I brought earplugs to this screening, just in case, because Montreal wunderkind Xavier Dolan’s first film, I Killed My Mother, was an absolute screechfest. Dolan, who was 17 when he wrote it and 20 when he directed it, played a rude teen son in a corrosive relationship with his tacky single mom. He screamed and hollered through the whole damn thing, and it’s a wonder his lungs (or my inner ears) ever recovered.

Happily, I ended up not needing protective gear at all for his latest effort — Dolan’s one lone shriek was actually welcome, and dare I say pleasant — and I left the theater quite enamored with Heartbeats. It’s a madly stylish achievement, a delightfully vivid pop pastiche, and one of the best cinema surprises of 2011 so far.

The film’s original French(-Canadian) title is Les amours imaginaires — translated literally as “imaginary loves” — and its story follows good friends Francis (Dolan) and Marie (Monia Chokri) in their competitive fantasy-obsessions with a rich, new-to-the-city party kid named Nicolas (Niels Schneider). They learn, or at least begin to learn, how silly it is for friends to fuss n’ fight over an object of desire.

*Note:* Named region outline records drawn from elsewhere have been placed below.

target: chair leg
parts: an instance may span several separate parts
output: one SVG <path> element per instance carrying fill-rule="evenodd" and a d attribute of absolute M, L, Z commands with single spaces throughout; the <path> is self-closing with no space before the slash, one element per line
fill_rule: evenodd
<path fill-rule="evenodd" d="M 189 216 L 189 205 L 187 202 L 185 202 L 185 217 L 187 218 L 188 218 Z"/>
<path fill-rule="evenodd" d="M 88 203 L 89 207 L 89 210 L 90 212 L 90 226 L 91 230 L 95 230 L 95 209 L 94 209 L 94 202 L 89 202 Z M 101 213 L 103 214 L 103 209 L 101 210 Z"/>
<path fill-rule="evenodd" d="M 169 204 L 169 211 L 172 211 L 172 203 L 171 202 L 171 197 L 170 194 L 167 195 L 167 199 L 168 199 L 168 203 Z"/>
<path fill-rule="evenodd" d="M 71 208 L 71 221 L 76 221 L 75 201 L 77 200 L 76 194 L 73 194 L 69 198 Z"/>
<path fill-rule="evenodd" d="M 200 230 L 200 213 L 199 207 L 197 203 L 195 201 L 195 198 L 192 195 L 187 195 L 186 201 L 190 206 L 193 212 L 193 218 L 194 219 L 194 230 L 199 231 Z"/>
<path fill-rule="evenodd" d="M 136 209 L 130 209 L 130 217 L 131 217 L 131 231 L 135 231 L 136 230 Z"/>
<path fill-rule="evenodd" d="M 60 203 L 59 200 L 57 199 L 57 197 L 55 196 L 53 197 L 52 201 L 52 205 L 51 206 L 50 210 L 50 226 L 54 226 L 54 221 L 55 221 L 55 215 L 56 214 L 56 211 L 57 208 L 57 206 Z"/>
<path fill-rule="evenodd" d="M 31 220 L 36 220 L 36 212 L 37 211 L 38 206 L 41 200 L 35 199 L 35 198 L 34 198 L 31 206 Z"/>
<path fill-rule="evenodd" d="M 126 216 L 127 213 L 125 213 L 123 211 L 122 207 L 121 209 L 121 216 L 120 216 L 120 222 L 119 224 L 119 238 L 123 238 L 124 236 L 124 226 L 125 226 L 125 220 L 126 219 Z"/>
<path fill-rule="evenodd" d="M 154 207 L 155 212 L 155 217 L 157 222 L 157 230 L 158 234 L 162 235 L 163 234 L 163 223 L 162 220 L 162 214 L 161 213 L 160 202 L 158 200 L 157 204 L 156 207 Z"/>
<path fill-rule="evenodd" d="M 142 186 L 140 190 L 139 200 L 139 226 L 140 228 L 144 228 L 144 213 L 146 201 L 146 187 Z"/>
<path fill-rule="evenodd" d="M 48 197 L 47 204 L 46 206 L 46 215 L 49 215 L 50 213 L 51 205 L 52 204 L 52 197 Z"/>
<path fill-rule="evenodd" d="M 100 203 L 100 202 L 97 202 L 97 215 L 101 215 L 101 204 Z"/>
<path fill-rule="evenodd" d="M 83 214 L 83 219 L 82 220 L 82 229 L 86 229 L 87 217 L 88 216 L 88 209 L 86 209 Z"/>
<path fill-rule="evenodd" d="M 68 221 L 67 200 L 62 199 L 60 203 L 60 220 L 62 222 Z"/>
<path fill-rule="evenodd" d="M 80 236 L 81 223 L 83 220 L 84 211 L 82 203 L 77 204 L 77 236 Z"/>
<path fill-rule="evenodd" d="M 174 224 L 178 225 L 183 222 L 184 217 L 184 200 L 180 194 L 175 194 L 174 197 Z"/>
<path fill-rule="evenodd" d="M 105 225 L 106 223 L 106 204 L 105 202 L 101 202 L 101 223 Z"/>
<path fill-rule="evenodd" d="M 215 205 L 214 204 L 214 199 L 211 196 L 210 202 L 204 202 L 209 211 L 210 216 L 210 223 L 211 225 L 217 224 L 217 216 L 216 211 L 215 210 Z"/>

That’s really all you need to know about the plot, because this one’s about sparkle, baby. Stunningly flashy colors, off-kilter framing, hot threads, and cranked-up retro music supply the quirky lil’ love triangle with aesthetic treats aplenty. Edited, art-directed, and costume-designed by then 21-year-old (!) Dolan himself, the film never fails to deliver color/texture/shape combos that are almost tactile in presentation. There are stroboscope party sequences, lens-flared images of late-afternoon country sunshine, and monochrome bedroom scenes that will knock you upside the head with sensory pleasures. A mishmash of attractive surfaces: quite apt for a movie about the imagery of love.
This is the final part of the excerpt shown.